SPEAKERS

Bennet Zelner

Bennet Zelner, PhD

Robert H. Smith School of Business, University of Maryland, College Park

The Pollination Approach: Psychedelic Therapy in Community Systems

Abstract

Scientific research has demonstrated psychedelic therapy’s unparalleled ability to treat mental and behavioral disorders such as depression and addiction in a clinical setting. As psychedelic medicines move closer to legalization, more attention is being focused on the design of real-world approaches to delivering care. The main approach today, the “Medical Model,” views depression and addiction as a constellation of biologically-based symptoms, deemphasizing the role of psychosocial influences. But a growing body of evidence links rising global rates of depression and addiction to the alienating influence of the current economic paradigm’s individualistic beliefs and practices, which have disrupted the functioning of community social and economic systems.
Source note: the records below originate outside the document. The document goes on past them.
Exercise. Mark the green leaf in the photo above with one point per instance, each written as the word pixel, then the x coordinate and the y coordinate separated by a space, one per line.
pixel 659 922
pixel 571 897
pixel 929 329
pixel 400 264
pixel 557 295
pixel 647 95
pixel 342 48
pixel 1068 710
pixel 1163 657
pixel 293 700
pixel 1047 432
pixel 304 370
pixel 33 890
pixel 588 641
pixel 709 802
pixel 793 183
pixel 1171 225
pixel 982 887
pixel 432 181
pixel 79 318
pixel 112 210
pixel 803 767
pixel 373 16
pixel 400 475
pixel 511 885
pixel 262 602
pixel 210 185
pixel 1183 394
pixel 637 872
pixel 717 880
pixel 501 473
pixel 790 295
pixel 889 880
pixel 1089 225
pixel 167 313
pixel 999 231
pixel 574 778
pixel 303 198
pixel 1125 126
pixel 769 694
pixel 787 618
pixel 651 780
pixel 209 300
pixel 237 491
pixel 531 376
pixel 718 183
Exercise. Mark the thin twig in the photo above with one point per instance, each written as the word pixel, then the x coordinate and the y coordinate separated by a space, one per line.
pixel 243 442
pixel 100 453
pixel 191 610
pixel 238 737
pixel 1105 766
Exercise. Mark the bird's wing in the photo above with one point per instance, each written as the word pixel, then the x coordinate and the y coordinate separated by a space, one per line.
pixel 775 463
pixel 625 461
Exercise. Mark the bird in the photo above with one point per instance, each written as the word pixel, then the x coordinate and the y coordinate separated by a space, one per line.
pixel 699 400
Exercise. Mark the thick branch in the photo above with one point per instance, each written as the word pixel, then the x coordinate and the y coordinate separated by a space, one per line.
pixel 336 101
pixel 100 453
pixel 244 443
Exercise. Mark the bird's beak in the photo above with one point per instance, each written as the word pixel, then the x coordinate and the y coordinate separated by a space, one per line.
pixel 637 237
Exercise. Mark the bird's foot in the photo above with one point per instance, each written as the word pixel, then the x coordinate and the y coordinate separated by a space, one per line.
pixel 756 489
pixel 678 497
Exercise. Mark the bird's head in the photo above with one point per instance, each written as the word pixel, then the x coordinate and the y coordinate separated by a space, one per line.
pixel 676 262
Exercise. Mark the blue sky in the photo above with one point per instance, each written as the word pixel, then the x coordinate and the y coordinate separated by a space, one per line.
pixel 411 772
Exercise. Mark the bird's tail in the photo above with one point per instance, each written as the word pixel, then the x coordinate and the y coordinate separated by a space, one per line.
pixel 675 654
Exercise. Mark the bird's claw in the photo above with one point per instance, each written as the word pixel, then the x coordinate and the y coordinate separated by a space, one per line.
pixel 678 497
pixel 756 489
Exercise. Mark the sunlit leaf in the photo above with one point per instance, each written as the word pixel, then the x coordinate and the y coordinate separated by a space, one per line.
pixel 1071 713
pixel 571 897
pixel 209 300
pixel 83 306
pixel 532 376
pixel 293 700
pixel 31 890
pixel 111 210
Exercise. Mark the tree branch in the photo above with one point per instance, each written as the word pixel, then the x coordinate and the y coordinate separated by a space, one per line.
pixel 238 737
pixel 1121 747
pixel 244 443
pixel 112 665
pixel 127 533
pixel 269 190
The Pollination Approach to delivering psychedelic therapy explicitly seeks to repair these systems, complementing and contributing to individual healing. It is rooted in the regenerative principle that all forms of local capital must be renewed and recirculated locally for a community and its members to thrive. Psychedelic therapy treatment sites may serve as pollinators of a community’s human and social capital by creating close partnerships with local organizations, broadening access to psychedelic therapy and providing channels for those who have received treatment to become reintegrated into community systems. Such reintegration should contribute to individual healing and the repair of the systems themselves, reflecting the mutually reinforcing relationship between individual and community wellness.

Biography

Bennet A. Zelner is an Associate Professor of Business and Public Policy at the Robert H. Smith School of Business at the University of Maryland, College Park, where he teaches economics and global business. Bennet researches and advises on inclusive economic development, regenerative economics, institutional change, and delivery-of-care models for psychedelic therapy. His work has appeared in top-tier academic and practitioner journals. Bennet received his Ph.D. from the University of California, Berkeley, and he previously taught at Georgetown University and Duke University. He currently serves as adviser to the Usona Institute and sits on the Economic Advisory Board of the MIND European Foundation for Psychedelic Science. He is also in the process of co-founding a new organization, the Transformative Capital Institute, which supports community-based regenerative economic initiatives.